Carriageworks, Adelaide Film Festival, Anne & Gordon Samstag Museum of Art and the Lawrence Wilson Art Gallery, University of Western Australia in association with Sydney Film Festival and produced by Felix Media present the Sydney premiere of Hossein Valamanesh (in collaboration with Nassiem Valamanesh): CHAR SOO, 2015. Presented from 9 June – 17 July 2016, this video installation places viewers in a four-sided Iranian bazaar to contemplate movement, human interaction and the passing of time. Char Soo is a metaphor for Iran, a country which has been subject to invasion, religious and cultural interaction for centuries.

Hossein Valamanesh was born in Iran in 1949 before immigrating to Australia in 1973. His work combines cultural elements from both countries and, while deceptively simple, is imbued with cultural meanings and personal associations, playing on imagination, memory and emotion. With minimum manipulation of raw resources, he is able to create elegant works with maximum emotional impact while also asking philosophical questions about life and existence.

‘Char Soo’ means ‘four directions’ or ‘four sides’. In terms of a bazaar, the char soo is its main intersection. Made in 2015 in collaboration with his son Nassiem, Hossein Valamanesh’s video installation films all four directions of the intersection, and then places the audience at its centre. Watching four stationary camera shots, the viewer is immersed in the grand bazaar’s scenes and sounds. In the midst of colourful goods from myriad shops and the char soo’s traditional architecture of pointed arches, brick ceiling and a tiled pool, the viewer is able to follow the movement of people from screen to screen. The camera is fixed so as not to dictate what the viewer sees, but to simply observe as the artist did.

Char Soo’s sounds are ambient, and it has neither protagonists nor narration. It is filmed with a normal lens at eye level, without any intervention in the bazaar activity or any changes in the rhythm of its traffic. We seem to encounter a segment of life exactly as it is. However, Char Soo’s apparent dissolves, compression of time, inserts, and the fact that its subjects notice the cameras are constant self-referential reminders that it does not pretend to be a true-to-life presentation.

The absence of narrative, zooming, panning, tilting and voice-over make the notions of time and movement particularly prominent. The work encompasses different times, with real or physical time sensed through the movement of people, the sun’s changing light, and a constantly blinking neon sign. The contemporary era – another kind of time – is evident through the clothing and in technologies such as motorcycles, neon signs and mobile phones. Historical time is also visible in the two-hundred-year-old building. More importantly, the zeitgeist can be seen in the behaviour and interactions between people. Three simultaneous details – the ceiling, the pool, and shops – are inserted at points near the beginning, middle, and end to give a break to the long duration of time and movement.
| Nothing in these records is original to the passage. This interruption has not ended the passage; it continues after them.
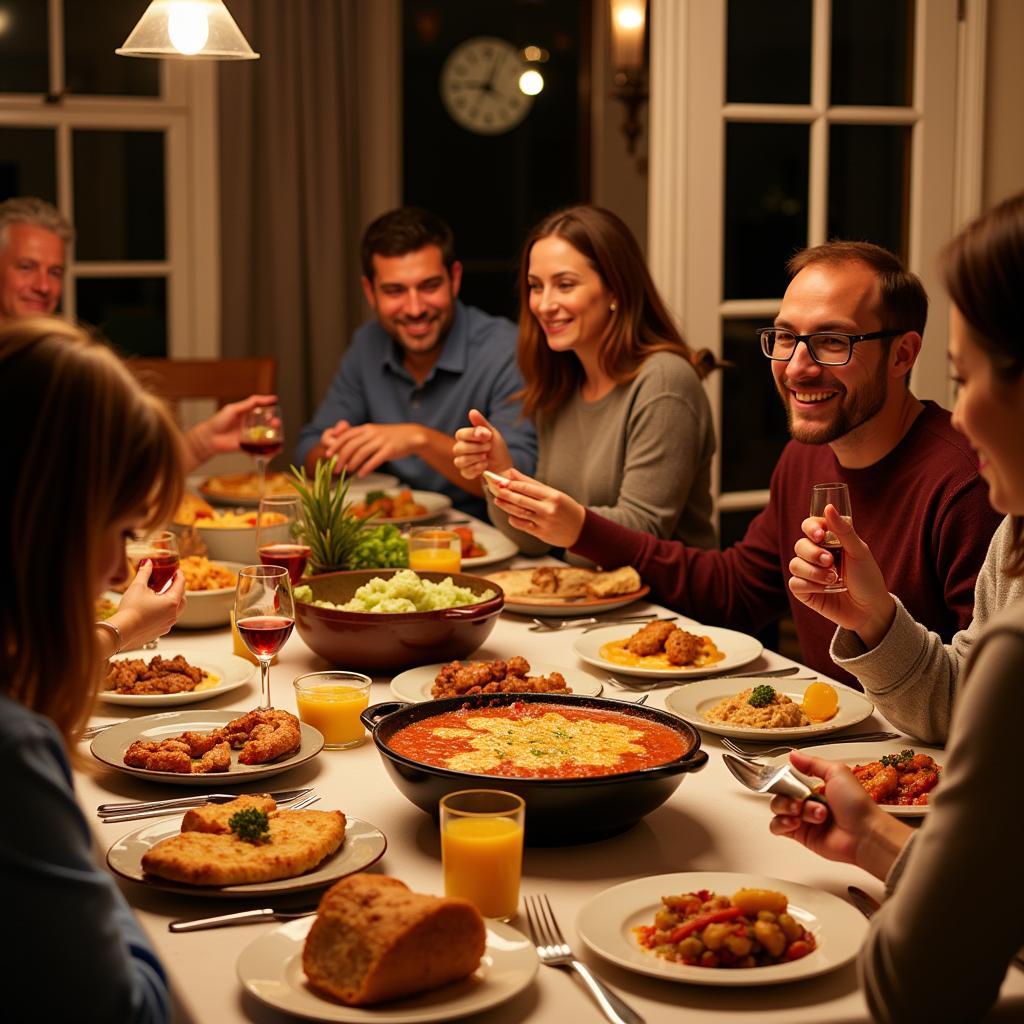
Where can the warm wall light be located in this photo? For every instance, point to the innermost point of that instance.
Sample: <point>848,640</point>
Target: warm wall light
<point>193,29</point>
<point>629,24</point>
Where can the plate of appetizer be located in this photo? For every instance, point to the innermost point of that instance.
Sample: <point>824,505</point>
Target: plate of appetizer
<point>172,679</point>
<point>207,748</point>
<point>899,778</point>
<point>200,854</point>
<point>517,675</point>
<point>805,932</point>
<point>665,650</point>
<point>767,710</point>
<point>568,590</point>
<point>271,969</point>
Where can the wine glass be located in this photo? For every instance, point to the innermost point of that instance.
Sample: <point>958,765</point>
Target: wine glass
<point>162,550</point>
<point>823,495</point>
<point>262,435</point>
<point>264,616</point>
<point>283,543</point>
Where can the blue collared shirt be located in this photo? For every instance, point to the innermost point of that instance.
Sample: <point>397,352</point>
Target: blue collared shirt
<point>475,370</point>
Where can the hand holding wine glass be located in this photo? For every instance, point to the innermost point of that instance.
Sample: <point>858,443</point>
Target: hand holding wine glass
<point>264,616</point>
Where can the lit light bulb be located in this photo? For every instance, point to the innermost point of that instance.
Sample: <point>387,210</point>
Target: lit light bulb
<point>187,27</point>
<point>530,82</point>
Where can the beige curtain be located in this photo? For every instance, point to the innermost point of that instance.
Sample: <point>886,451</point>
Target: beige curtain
<point>296,190</point>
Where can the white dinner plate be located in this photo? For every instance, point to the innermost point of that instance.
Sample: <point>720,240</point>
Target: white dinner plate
<point>415,684</point>
<point>739,649</point>
<point>270,968</point>
<point>110,748</point>
<point>605,923</point>
<point>858,754</point>
<point>229,670</point>
<point>364,845</point>
<point>434,503</point>
<point>692,701</point>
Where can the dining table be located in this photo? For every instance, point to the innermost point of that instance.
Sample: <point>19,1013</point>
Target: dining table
<point>710,823</point>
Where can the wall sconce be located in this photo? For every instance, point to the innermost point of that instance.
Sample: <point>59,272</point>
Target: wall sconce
<point>629,23</point>
<point>196,29</point>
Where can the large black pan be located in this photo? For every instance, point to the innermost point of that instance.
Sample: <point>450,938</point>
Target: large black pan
<point>558,811</point>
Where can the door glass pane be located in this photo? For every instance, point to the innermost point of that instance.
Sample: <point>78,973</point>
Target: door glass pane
<point>766,173</point>
<point>92,32</point>
<point>754,430</point>
<point>868,184</point>
<point>130,312</point>
<point>28,163</point>
<point>769,52</point>
<point>24,47</point>
<point>872,52</point>
<point>119,195</point>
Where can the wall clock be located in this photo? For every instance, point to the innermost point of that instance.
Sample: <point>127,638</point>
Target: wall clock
<point>480,86</point>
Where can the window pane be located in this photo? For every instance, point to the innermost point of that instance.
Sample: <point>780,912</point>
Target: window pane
<point>28,163</point>
<point>769,58</point>
<point>872,52</point>
<point>131,312</point>
<point>92,32</point>
<point>765,206</point>
<point>24,47</point>
<point>868,184</point>
<point>754,430</point>
<point>119,195</point>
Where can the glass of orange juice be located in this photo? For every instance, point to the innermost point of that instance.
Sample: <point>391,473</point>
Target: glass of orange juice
<point>332,702</point>
<point>481,849</point>
<point>434,550</point>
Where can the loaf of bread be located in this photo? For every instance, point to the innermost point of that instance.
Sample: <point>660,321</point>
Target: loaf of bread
<point>374,940</point>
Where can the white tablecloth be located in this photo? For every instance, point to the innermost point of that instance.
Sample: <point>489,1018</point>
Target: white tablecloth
<point>709,824</point>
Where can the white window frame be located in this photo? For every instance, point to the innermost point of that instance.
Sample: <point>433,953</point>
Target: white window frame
<point>186,113</point>
<point>687,166</point>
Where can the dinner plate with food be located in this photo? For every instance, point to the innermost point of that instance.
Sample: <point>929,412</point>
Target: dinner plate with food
<point>247,848</point>
<point>664,650</point>
<point>171,679</point>
<point>768,709</point>
<point>568,590</point>
<point>398,505</point>
<point>404,976</point>
<point>684,928</point>
<point>516,675</point>
<point>899,777</point>
<point>208,748</point>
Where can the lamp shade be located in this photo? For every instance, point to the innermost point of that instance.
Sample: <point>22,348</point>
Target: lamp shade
<point>192,29</point>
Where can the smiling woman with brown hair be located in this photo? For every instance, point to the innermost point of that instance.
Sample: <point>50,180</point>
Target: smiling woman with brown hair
<point>624,424</point>
<point>94,459</point>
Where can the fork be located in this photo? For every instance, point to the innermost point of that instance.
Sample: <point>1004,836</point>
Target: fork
<point>553,950</point>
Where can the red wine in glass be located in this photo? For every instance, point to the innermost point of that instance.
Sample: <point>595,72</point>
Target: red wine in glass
<point>289,556</point>
<point>265,635</point>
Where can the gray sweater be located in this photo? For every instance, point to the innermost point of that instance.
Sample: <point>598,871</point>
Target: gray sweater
<point>911,675</point>
<point>640,456</point>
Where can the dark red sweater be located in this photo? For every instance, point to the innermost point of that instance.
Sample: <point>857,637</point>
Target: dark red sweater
<point>923,510</point>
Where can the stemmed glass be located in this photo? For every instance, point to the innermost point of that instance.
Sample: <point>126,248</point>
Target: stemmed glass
<point>823,495</point>
<point>262,435</point>
<point>264,616</point>
<point>283,543</point>
<point>162,549</point>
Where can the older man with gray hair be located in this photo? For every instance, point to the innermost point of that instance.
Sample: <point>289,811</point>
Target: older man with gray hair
<point>33,237</point>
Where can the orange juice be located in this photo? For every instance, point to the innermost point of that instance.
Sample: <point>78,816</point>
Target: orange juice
<point>334,710</point>
<point>482,858</point>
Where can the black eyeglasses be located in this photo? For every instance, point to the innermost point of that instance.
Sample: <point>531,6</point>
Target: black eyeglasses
<point>828,349</point>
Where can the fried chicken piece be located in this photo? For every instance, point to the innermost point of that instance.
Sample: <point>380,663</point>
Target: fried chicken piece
<point>683,647</point>
<point>650,639</point>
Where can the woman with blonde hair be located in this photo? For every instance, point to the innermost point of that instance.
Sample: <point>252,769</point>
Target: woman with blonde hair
<point>624,425</point>
<point>95,459</point>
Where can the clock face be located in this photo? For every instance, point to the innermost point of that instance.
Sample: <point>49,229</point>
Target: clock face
<point>480,86</point>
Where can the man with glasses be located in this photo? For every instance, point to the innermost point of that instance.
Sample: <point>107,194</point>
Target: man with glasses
<point>842,349</point>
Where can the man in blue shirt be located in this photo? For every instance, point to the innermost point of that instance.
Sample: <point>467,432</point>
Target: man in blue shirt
<point>410,378</point>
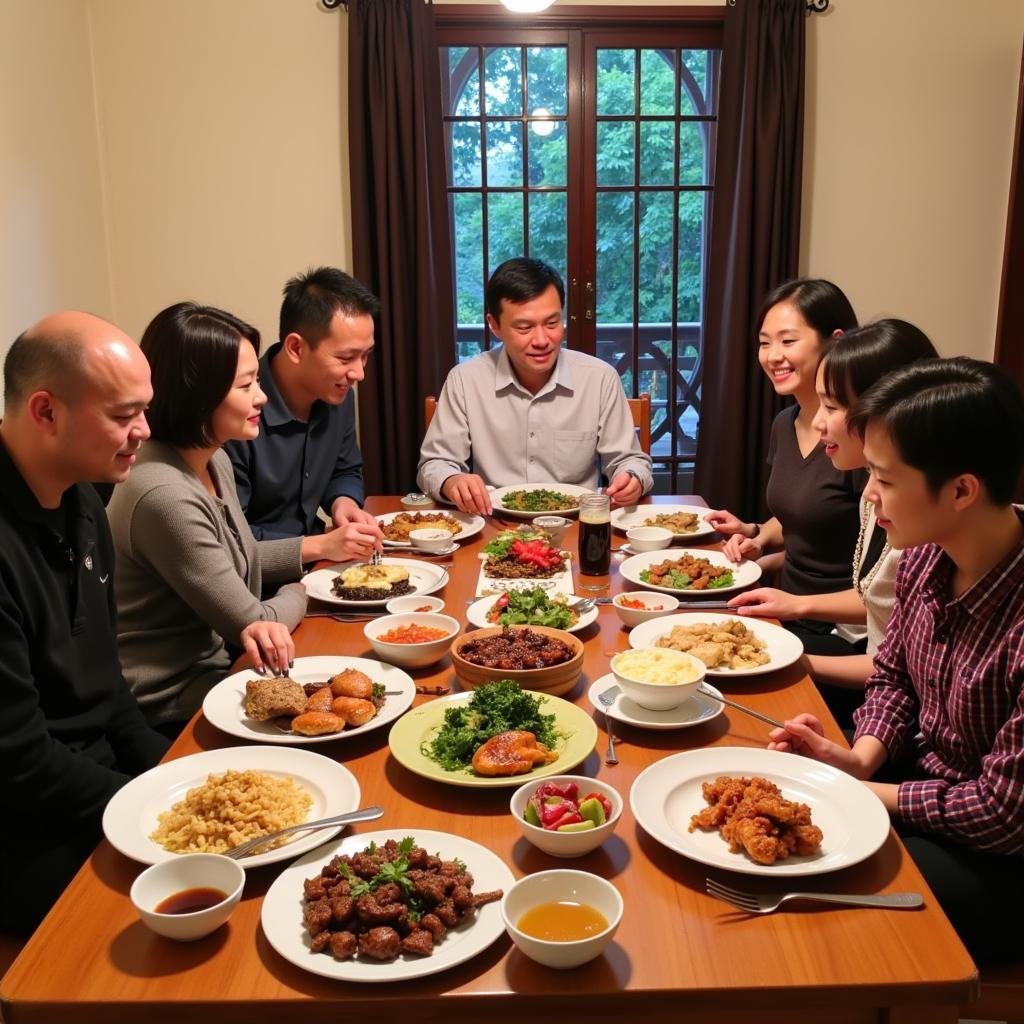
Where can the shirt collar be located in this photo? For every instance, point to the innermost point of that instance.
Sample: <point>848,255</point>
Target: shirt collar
<point>505,378</point>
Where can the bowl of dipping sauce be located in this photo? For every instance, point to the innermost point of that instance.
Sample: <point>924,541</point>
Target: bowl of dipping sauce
<point>637,606</point>
<point>412,640</point>
<point>430,539</point>
<point>648,538</point>
<point>562,919</point>
<point>553,525</point>
<point>412,602</point>
<point>657,678</point>
<point>189,896</point>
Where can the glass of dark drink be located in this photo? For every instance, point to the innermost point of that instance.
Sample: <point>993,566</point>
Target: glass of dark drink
<point>595,535</point>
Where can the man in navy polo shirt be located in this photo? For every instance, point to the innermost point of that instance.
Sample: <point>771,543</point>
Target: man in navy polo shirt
<point>306,457</point>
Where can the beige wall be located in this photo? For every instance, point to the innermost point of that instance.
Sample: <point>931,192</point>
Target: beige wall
<point>158,151</point>
<point>909,128</point>
<point>52,237</point>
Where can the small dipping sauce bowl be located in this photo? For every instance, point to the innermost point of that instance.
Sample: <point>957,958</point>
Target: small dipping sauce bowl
<point>431,539</point>
<point>182,881</point>
<point>557,887</point>
<point>553,525</point>
<point>648,538</point>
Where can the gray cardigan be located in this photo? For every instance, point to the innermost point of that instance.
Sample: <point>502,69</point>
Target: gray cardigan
<point>188,577</point>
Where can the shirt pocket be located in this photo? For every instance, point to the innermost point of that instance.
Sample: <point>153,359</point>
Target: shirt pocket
<point>574,455</point>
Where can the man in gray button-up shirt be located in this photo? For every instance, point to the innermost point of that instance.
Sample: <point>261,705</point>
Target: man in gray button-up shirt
<point>530,411</point>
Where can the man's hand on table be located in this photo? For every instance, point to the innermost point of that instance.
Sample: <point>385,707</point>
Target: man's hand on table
<point>344,511</point>
<point>625,489</point>
<point>468,493</point>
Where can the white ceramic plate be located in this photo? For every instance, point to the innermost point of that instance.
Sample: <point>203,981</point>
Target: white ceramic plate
<point>423,578</point>
<point>694,711</point>
<point>471,525</point>
<point>853,820</point>
<point>570,489</point>
<point>223,705</point>
<point>282,913</point>
<point>743,573</point>
<point>131,814</point>
<point>476,613</point>
<point>636,515</point>
<point>561,583</point>
<point>782,646</point>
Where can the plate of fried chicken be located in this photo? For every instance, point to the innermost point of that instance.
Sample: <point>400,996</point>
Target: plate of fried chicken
<point>759,812</point>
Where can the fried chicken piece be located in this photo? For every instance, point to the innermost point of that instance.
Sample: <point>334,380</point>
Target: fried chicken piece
<point>511,754</point>
<point>351,683</point>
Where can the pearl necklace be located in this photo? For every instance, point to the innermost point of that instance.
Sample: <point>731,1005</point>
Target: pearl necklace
<point>862,586</point>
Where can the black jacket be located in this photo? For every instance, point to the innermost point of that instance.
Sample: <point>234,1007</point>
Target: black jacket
<point>71,732</point>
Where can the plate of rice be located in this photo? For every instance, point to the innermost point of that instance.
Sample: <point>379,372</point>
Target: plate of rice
<point>216,800</point>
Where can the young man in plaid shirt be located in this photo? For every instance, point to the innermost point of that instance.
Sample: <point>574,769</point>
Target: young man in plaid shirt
<point>943,714</point>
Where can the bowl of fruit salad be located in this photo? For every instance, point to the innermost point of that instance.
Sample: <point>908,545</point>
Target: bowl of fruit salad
<point>566,815</point>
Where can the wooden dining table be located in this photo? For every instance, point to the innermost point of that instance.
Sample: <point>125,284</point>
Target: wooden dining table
<point>678,954</point>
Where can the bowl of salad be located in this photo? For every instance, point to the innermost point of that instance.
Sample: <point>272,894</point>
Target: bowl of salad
<point>566,815</point>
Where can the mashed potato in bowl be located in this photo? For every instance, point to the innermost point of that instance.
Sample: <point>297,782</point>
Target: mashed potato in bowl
<point>657,678</point>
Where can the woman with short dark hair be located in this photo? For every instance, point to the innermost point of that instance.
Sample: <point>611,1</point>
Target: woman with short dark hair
<point>189,574</point>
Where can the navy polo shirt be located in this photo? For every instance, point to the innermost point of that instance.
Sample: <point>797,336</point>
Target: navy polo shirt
<point>296,466</point>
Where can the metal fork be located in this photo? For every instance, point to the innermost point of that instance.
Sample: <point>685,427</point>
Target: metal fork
<point>766,902</point>
<point>365,814</point>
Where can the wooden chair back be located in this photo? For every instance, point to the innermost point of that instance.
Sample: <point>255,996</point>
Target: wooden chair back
<point>639,409</point>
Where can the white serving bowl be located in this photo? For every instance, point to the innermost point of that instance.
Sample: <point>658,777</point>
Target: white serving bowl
<point>648,538</point>
<point>665,603</point>
<point>431,539</point>
<point>413,602</point>
<point>188,870</point>
<point>412,655</point>
<point>657,696</point>
<point>553,525</point>
<point>566,844</point>
<point>548,887</point>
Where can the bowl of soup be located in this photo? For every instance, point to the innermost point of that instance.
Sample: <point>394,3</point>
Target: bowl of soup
<point>657,678</point>
<point>562,919</point>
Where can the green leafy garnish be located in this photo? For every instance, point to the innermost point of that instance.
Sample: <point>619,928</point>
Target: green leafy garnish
<point>501,707</point>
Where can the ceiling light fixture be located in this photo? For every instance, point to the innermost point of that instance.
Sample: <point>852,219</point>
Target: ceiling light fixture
<point>527,6</point>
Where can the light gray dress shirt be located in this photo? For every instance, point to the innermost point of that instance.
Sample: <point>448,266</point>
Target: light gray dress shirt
<point>188,577</point>
<point>574,428</point>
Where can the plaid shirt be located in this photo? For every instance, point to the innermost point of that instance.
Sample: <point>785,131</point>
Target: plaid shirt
<point>947,688</point>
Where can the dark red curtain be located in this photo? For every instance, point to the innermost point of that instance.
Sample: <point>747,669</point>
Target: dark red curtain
<point>755,242</point>
<point>400,236</point>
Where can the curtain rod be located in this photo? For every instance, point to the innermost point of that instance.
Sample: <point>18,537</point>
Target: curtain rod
<point>813,6</point>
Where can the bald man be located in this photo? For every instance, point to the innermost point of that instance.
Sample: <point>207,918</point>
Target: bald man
<point>71,733</point>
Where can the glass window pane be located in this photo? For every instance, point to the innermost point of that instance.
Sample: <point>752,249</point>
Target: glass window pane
<point>657,81</point>
<point>693,209</point>
<point>615,74</point>
<point>503,80</point>
<point>657,144</point>
<point>656,221</point>
<point>698,82</point>
<point>504,227</point>
<point>548,236</point>
<point>548,154</point>
<point>546,79</point>
<point>468,239</point>
<point>464,154</point>
<point>615,148</point>
<point>614,257</point>
<point>504,153</point>
<point>464,65</point>
<point>696,138</point>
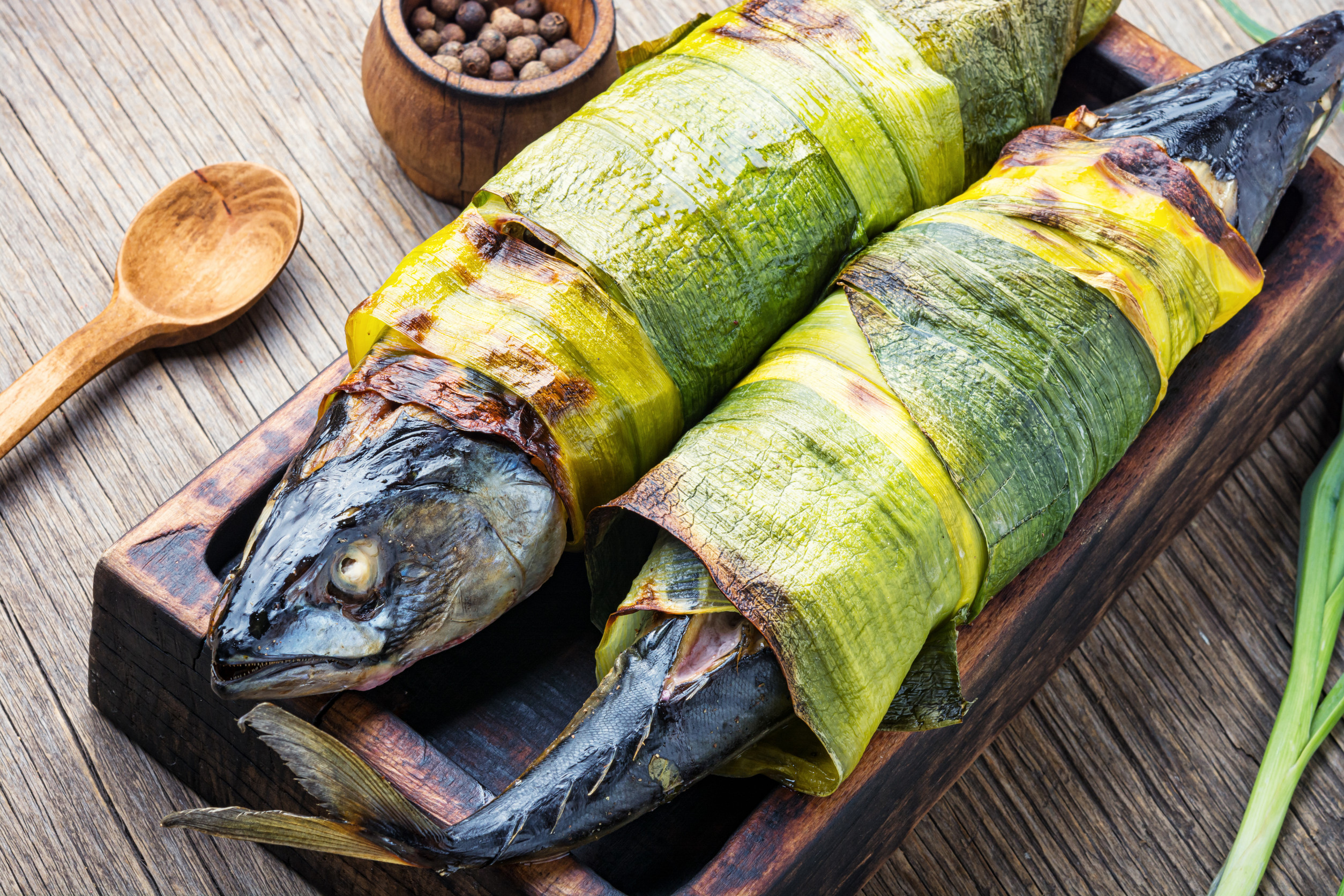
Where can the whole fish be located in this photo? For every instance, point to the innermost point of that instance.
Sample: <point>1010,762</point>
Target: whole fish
<point>702,677</point>
<point>605,288</point>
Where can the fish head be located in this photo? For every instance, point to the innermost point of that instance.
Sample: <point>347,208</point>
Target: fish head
<point>408,544</point>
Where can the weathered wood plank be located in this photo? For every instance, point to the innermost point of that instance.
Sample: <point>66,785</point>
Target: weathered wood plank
<point>107,101</point>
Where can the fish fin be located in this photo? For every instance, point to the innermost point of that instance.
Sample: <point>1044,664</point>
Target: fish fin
<point>930,695</point>
<point>282,829</point>
<point>340,781</point>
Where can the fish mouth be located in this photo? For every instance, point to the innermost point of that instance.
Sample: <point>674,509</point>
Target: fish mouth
<point>265,679</point>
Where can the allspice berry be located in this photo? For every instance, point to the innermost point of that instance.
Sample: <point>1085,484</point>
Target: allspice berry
<point>556,58</point>
<point>471,15</point>
<point>445,10</point>
<point>534,70</point>
<point>519,51</point>
<point>553,26</point>
<point>492,42</point>
<point>422,19</point>
<point>507,23</point>
<point>570,49</point>
<point>429,41</point>
<point>476,62</point>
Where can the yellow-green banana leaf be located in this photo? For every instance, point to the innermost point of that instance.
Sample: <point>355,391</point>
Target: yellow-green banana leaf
<point>908,447</point>
<point>624,271</point>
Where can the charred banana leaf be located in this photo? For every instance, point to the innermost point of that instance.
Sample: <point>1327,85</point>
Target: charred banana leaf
<point>602,292</point>
<point>893,460</point>
<point>1018,339</point>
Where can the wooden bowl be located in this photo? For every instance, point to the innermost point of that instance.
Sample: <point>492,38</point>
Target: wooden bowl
<point>451,132</point>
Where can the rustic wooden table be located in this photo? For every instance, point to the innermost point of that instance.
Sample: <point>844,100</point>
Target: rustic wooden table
<point>1125,775</point>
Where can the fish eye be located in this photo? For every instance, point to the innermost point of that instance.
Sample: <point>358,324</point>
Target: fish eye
<point>354,570</point>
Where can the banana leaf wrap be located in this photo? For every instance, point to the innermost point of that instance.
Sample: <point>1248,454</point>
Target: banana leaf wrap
<point>932,428</point>
<point>626,269</point>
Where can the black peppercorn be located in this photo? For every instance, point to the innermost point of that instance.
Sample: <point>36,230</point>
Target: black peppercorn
<point>556,58</point>
<point>471,15</point>
<point>476,62</point>
<point>553,26</point>
<point>422,19</point>
<point>492,42</point>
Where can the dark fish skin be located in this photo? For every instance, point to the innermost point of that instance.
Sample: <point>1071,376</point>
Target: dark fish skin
<point>626,751</point>
<point>1250,118</point>
<point>448,531</point>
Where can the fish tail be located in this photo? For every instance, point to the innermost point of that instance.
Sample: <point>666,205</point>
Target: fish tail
<point>370,818</point>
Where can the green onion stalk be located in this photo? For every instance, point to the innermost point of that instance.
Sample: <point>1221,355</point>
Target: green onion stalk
<point>1304,719</point>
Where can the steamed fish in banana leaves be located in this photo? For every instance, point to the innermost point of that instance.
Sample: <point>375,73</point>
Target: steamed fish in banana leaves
<point>604,290</point>
<point>894,460</point>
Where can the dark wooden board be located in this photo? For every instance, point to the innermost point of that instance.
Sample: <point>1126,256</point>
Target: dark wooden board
<point>461,725</point>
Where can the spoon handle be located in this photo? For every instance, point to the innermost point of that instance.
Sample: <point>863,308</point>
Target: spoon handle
<point>116,332</point>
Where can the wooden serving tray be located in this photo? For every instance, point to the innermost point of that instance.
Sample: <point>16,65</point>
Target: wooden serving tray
<point>460,726</point>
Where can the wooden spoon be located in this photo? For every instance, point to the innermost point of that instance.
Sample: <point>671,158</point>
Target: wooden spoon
<point>192,261</point>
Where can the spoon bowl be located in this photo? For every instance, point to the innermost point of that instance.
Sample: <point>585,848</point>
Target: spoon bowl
<point>206,248</point>
<point>198,256</point>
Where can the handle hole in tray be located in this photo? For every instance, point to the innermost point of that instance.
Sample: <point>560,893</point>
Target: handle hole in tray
<point>226,544</point>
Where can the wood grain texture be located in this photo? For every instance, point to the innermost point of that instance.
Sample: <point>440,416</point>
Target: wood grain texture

Also part of the exhibition is Valamanesh’s work Passing Time (2011), a video within a black box that shows the artist’s hands and fingers continuously forming and reforming the infinity sign. There is no beginning or ending as the video plays on a continuous loop, reflecting again upon time and movement, allowing for a quiet place of contemplation and simplicity.

Hossein Valamanesh (in collaboration with Nassiem Valamanesh): CHAR SOO, 2015 is commissioned by Adelaide Film Festival, Carriageworks, Anne & Gordon Samstag Museum of Art, and the Lawrence Wilson Art Gallery, University of Western Australia. Presented by Carriageworks in association with Sydney Film Festival. Produced by Felix Media.

Hossein Valamanesh (in collaboration with Nassiem Valamanesh): CHAR SOO, 2015 will be presented at Carriageworks from 9 June until 17 July 2016. The exhibition is free to public and will be open from 10am until 6pm every day.